To those who are getting wrong answer by calculating the extreme x and y position:
Your approach only checks for extreme x and y position, ie. the maximum displacement from a block rather one should consider the range or the distance that the robot travels.
Consider this test case for example-
According to your code, by finding abs(x max) it is 2, so it should be safe, but actually it isn’t-
Let me try and draw a picture here-
1 | 2 | 3 | 4 |
Now, if lets start at each position and see, whether the robot can be safe or not-
Block 1, the left limit runs out of bounds.
Block 2, the left limit runs out of bounds.
Block 3, the right limit runs out of bounds.
Block 4, the right limit runs out of bounds.

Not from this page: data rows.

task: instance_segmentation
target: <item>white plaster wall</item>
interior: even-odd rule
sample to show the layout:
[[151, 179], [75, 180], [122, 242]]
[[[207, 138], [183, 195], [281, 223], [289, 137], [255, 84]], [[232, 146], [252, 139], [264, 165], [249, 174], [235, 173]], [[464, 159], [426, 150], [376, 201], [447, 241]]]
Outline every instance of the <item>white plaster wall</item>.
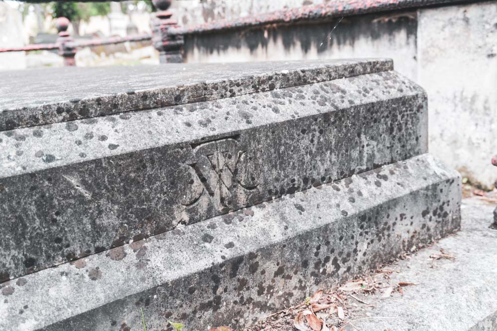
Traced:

So, the answer should be “unsafe” but by calculating it your way, ie. calculating the extreme right and left limits is the wrong approach here.
Here what you are doing is, you are considering yourself to be in the middle, of a 2x grid, ie. with m columns on both right and left.
Even for this command, your code gives “safe”- RRRLLLLLL, but we all know that’s wrong.
In addition, there is an O(|s|) time solution that considers the maximum distance the robot travels up, down, right, and left from the original point. This avoids simulating from every starting grid square, since we know that the simulation will look very similar for those starting squares. Please look at the setter’s solution for more details.
See, it mentions maximum distance and not displacement, which you are calculating. Physics.
EDIT: What you are doing is calculating displacement and checking it for two different blocks, for right displacement, you are taking into consideration block 1 and for left displacement you are talking into consideration block 4, and merging the answers. This approach is write if a specific block is given, since we know what lies to it’s left and what lies to it’s right, but not here.